Love in War by Michael Farthing
Love in War
by Michael Farthing
Synopsis
Love in War is a love story of its time. Joanna and Johnnie were born in South London in the shadow of the Great War and were still growing up when the narrative begins in 1936 during Hitler’s rise in Nazi Germany. It ends ten years later in 1946, when Johnnie is demobilised. Despite the committed intensity of the five-year relationship, they spent only forty-nine days together. Thus, Love in War is more about managing life apart than being together. The story moves between London and Berlin (where Joanna visits in 1938 and her dear schoolfriend, Ursula lives out the war) and the horrific theatres of war in North Africa and Southern Italy, which have disastrous effects on Johnnie and render him almost unrecognisable on his return to England after the war. As the story closes, it is evident that there are no winners, just losers. Perhaps it is love that emerges as the only victor. The future is uncertain for all concerned. They have almost nothing to show for the last five years; just time lost. There remains a rather modest ray of hope – as Johnnie says at the end, ‘but we are alive.
My Review
This has to be one of the most deceptive titles I have come across. I have to be totally honest that when I received the book to review I put it on one side thinking I wasn't in the mood for yet another WW2 love story, of which there seem to have been a lot this year. However, when I finally came to sitting down to read the book , after the initial pages which were appearing to live up to my first impressions, I was suddenly enthralled at the history and knowledge that were imparted throughout. Berlin, and what it was like to live there just before the war was really brought to life through the eyes of Ursula and Joanna and this had been a city I had previously known very little about .
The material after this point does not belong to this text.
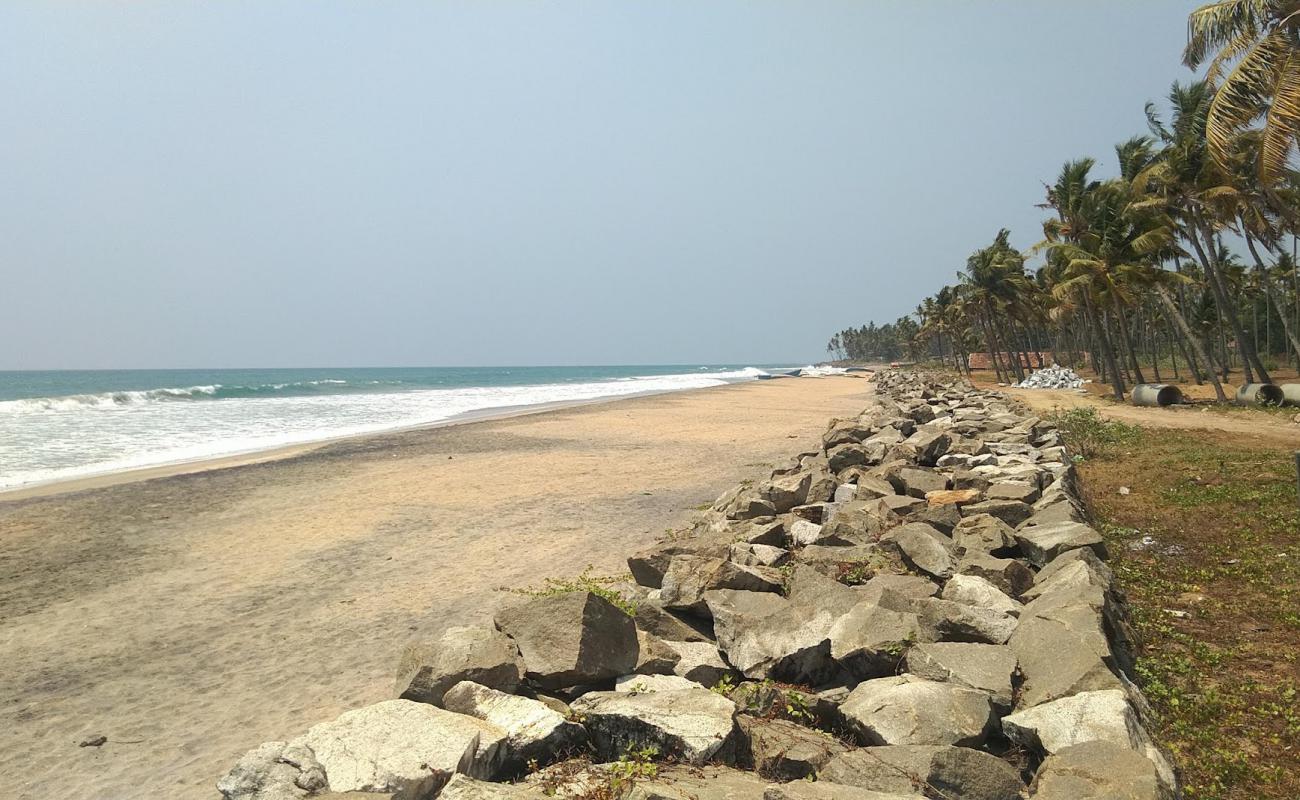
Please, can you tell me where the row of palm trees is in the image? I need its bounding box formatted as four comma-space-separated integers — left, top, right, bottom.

The description of the war in North Africa and also in Southern Italy is often one aspect that is missing in books of this genre and it will make you , as a reader, take stock of the full extent of the horror that was inflicted.
The way that Michael discusses the feelings of all the characters in relation to how they are affected before, during, and after the war is on a higher level to most war stories in this genre and you find yourself being pulled into what they are going through and the, at times, difficult questions and solutions they find themselves having to deal with.
This is one of those rare books that, to me, is both fiction and non-fiction in one and is my preferred way of learning about an atrocity that affected us all. Consequently I would recommend this book without hesitation as an interesting and informative read set in the context of a novel told from the viewpoints of Joanna and Johnnie.
About the Author
Michael Farthing’s career has been as an academic physician in the UK and USA. In addition he has conducted medical research in several low-income countries including India, Zambia, South Africa and Belize and has written many scientific papers and medical books. Since leaving medicine, he has published a critique of Leonardo da Vinci’s anatomical drawings and a ‘memoire plus’, Finding India, which explored the emergence of modern, independent India tracked across the last fifty years through the eyes of a foreigner. He is an Honorary Professor at University College London, an Emeritus Professor at the University of Sussex and lives between London and Sussex.